Growing numbers of listed firms may be preparing to report on climate-related risks in line with the recommendations set out this year by the Task Force on Climate-Related Financial Disclosures (TCFD), but significant numbers are still yet to develop a strategy for responding to investor calls for them to improve their climate reporting.
That is the headline conclusion from a new survey of firms that meet the threshold for reporting in line with TCFD recommendations, released today by sustainability financing specialist South Pole.
The survey found that just 18 per cent plan to disclose climate-related risks in line with the TCFD next year.
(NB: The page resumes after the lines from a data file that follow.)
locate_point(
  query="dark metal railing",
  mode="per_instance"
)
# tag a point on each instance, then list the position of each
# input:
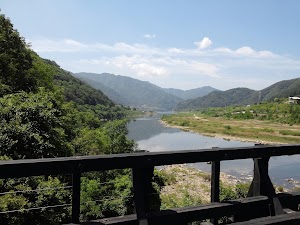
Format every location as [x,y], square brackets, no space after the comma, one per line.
[142,165]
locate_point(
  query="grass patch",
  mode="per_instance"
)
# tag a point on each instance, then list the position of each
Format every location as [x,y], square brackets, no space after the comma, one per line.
[289,132]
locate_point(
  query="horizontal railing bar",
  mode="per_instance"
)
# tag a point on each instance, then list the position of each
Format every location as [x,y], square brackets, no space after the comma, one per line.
[67,165]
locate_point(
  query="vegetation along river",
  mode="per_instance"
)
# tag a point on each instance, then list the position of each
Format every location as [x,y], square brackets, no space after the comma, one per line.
[153,136]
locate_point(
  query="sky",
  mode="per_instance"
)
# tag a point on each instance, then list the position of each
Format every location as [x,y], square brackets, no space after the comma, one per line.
[171,43]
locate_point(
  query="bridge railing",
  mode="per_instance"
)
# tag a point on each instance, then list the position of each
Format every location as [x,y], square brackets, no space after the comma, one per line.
[142,165]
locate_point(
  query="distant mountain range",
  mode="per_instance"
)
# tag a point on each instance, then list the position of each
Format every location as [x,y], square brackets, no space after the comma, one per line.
[141,94]
[189,94]
[242,96]
[144,95]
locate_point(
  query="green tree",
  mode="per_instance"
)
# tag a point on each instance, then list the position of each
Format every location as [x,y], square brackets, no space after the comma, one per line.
[32,126]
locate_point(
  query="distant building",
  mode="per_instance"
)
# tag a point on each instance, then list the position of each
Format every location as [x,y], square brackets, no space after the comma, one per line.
[294,100]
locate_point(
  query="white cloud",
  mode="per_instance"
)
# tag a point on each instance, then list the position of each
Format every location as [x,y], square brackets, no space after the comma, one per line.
[150,36]
[173,66]
[204,43]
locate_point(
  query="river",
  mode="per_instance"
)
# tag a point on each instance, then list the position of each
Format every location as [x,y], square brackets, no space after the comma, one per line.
[152,136]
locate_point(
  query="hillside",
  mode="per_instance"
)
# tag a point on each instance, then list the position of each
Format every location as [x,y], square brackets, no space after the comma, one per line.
[243,96]
[75,90]
[217,99]
[131,91]
[192,93]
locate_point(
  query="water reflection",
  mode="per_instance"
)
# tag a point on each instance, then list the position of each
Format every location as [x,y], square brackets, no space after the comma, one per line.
[151,135]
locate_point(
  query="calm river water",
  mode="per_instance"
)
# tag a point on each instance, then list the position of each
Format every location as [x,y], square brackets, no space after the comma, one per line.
[151,135]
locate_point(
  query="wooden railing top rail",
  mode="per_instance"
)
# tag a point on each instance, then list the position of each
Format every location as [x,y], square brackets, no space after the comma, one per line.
[69,165]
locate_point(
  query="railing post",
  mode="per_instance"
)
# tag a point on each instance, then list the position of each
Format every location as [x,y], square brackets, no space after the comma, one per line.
[76,197]
[142,183]
[215,185]
[262,185]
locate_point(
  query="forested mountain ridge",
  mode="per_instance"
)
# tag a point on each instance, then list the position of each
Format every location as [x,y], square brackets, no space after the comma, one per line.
[192,93]
[134,92]
[243,96]
[46,113]
[142,94]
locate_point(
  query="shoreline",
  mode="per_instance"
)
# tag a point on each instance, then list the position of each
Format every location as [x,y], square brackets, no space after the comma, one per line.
[223,136]
[241,178]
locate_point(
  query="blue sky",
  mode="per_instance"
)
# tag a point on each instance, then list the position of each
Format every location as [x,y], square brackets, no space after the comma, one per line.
[171,43]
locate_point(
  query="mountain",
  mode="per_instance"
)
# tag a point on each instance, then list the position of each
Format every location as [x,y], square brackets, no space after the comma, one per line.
[76,90]
[217,99]
[192,93]
[130,91]
[243,96]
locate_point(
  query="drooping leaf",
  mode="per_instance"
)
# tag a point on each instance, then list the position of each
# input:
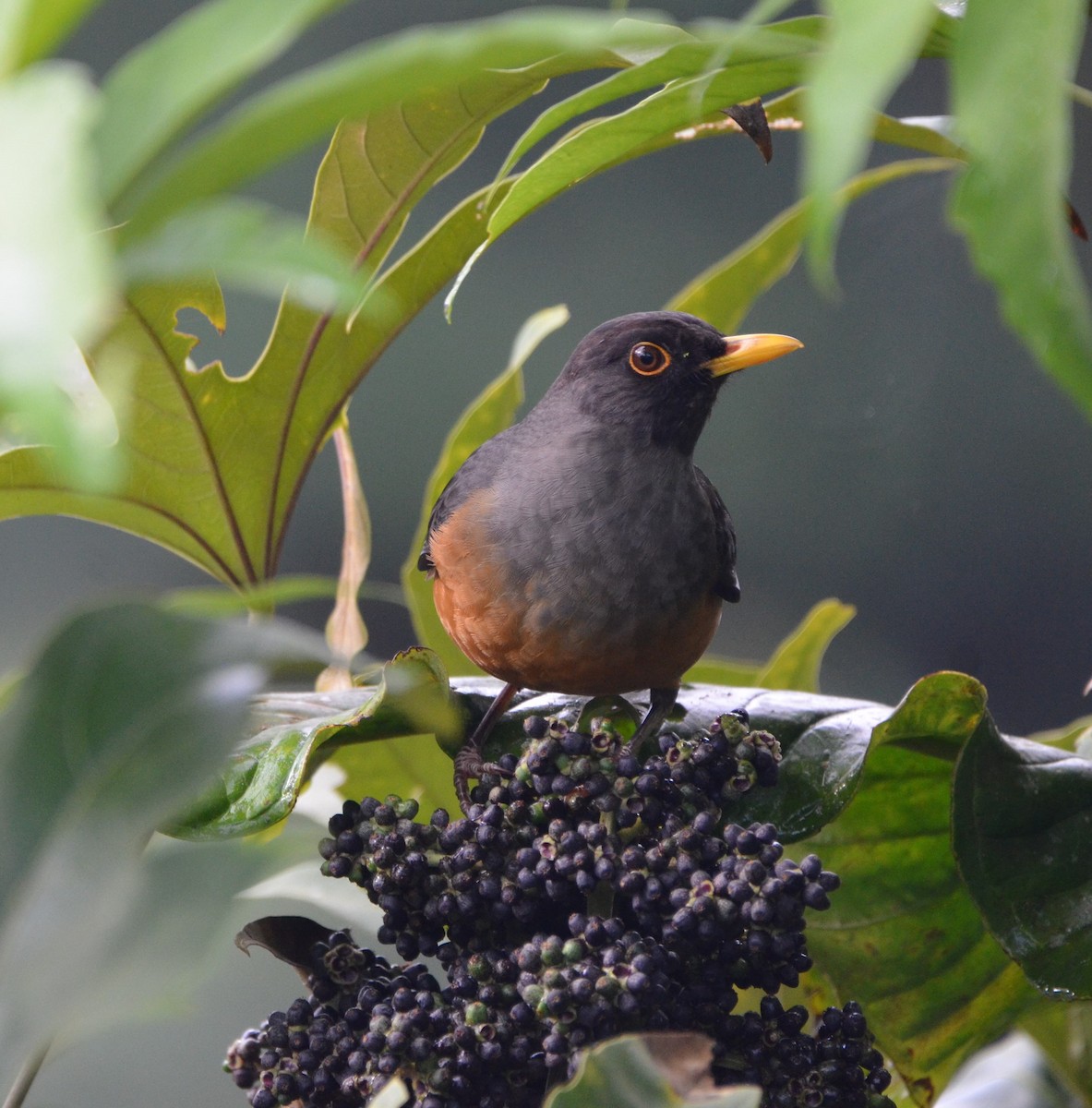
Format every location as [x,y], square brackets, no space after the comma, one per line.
[1023,835]
[247,245]
[1012,75]
[869,49]
[261,780]
[56,272]
[646,1072]
[284,119]
[161,88]
[903,935]
[124,715]
[487,415]
[726,289]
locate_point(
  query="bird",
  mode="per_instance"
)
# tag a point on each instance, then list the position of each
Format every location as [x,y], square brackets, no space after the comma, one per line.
[582,551]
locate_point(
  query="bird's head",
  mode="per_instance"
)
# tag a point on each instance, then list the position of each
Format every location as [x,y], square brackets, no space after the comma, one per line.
[657,374]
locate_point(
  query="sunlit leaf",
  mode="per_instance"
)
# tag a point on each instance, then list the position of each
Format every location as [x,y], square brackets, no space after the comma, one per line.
[1009,204]
[869,49]
[1023,836]
[903,935]
[261,780]
[124,715]
[488,414]
[161,88]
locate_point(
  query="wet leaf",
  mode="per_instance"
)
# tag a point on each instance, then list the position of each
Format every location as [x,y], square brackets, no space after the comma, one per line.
[1023,836]
[262,779]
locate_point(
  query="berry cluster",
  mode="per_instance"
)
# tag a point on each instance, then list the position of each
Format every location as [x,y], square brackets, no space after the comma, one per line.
[587,892]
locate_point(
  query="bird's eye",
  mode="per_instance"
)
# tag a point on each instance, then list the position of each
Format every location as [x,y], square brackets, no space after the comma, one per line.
[648,359]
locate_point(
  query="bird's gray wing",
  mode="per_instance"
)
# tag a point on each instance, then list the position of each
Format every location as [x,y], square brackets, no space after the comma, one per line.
[726,584]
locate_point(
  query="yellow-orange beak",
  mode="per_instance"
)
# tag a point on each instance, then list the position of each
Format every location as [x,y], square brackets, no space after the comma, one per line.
[743,350]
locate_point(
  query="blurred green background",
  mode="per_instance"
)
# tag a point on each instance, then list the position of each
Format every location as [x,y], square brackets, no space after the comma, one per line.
[913,461]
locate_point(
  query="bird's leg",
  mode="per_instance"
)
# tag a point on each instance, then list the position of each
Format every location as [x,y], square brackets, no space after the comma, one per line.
[660,703]
[469,760]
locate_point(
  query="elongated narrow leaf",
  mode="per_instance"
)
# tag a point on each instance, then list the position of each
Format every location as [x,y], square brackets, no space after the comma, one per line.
[261,780]
[160,89]
[247,245]
[869,49]
[727,288]
[1023,836]
[903,935]
[1009,204]
[277,123]
[127,710]
[644,1072]
[488,414]
[30,29]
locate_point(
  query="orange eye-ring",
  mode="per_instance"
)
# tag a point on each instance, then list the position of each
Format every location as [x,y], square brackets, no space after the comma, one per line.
[648,359]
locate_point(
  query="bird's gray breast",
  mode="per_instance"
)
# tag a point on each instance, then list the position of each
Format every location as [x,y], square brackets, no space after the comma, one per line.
[604,537]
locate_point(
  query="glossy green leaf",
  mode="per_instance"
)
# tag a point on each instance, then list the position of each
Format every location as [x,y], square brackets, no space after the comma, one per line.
[487,415]
[796,664]
[30,29]
[903,935]
[646,1072]
[55,271]
[378,77]
[1023,835]
[249,247]
[869,49]
[1009,203]
[126,712]
[726,289]
[262,779]
[159,90]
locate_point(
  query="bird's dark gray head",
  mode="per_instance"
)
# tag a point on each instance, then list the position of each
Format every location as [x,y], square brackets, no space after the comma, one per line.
[657,374]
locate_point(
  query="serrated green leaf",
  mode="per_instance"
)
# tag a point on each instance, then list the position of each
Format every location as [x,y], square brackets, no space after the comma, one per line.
[903,935]
[378,77]
[247,245]
[262,779]
[869,49]
[1009,203]
[726,289]
[162,88]
[56,271]
[487,415]
[1021,831]
[624,1074]
[124,714]
[30,29]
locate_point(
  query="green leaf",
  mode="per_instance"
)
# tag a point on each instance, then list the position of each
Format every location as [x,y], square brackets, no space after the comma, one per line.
[1021,831]
[250,247]
[903,935]
[157,91]
[796,664]
[671,115]
[726,289]
[1009,204]
[30,29]
[281,121]
[488,414]
[868,51]
[262,779]
[644,1072]
[55,271]
[126,713]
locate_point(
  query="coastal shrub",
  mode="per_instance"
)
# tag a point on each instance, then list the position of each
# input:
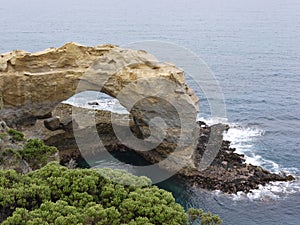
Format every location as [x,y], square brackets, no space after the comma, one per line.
[16,135]
[205,218]
[36,153]
[57,195]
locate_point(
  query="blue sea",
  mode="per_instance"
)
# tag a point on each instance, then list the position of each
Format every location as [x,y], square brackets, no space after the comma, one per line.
[253,49]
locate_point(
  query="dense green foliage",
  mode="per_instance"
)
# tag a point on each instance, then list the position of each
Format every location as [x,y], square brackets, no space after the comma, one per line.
[57,195]
[16,135]
[205,218]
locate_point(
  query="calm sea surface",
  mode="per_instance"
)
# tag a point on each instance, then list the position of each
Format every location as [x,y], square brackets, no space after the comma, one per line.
[253,48]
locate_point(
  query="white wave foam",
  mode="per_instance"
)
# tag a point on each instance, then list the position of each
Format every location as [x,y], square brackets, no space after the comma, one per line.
[271,191]
[211,121]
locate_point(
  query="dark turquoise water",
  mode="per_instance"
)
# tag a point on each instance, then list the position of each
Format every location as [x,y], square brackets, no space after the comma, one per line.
[251,46]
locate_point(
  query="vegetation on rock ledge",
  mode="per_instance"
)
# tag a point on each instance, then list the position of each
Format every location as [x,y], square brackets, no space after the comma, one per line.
[57,195]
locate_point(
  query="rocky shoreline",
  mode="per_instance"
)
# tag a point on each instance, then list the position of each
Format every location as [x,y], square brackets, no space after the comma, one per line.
[46,79]
[229,172]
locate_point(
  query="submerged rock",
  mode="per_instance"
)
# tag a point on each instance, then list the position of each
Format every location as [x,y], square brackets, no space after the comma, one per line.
[155,94]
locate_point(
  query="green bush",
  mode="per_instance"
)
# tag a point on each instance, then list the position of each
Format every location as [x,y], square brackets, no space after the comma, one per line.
[16,135]
[57,195]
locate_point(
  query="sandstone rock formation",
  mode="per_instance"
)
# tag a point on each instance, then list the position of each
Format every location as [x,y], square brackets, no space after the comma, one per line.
[162,106]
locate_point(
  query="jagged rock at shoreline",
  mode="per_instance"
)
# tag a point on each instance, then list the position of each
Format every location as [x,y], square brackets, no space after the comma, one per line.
[33,85]
[228,172]
[12,157]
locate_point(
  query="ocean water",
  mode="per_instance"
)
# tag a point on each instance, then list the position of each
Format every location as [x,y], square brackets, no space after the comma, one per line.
[253,48]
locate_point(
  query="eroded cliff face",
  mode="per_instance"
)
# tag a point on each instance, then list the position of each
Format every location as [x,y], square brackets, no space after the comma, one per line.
[32,84]
[163,108]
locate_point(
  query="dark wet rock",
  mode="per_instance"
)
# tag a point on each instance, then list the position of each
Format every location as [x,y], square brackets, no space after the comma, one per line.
[229,172]
[52,123]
Moreover, while 62 per cent of survey participants recognise a first mover advantage in disclosing in line with the TCFD framework, over half said they have yet to decide on an actual disclosure strategy and three quarters were still unsure when exactly they plan to start disclosing.
Today's survey suggests three quarters of respondents have not defined or identified scenarios to assess the future physical and transition risks of climate change.
Charles Henderson, corporate climate change expert at South Pole, said "businesses will have to reset their approach to climate change risk disclosure: it is no longer a promotional activity or a means to fulfil technical reporting requirements, but a crucial part of overall risk analysis to pinpoint emerging threats and opportunities".
However, speaking last week at the One Planet Summit in Paris Carney stressed that there were compelling business reasons for investors and corporates to follow the TCFD guidelines and properly engage with climate-related risks.
"You now have the mass of the financial sector saying 'we want to distinguish between those who can see the opportunities, those who can manage the risk, and a group of companies that just don't know the answer to these questions'," he said. "It's going to be more awkward to be in that last group."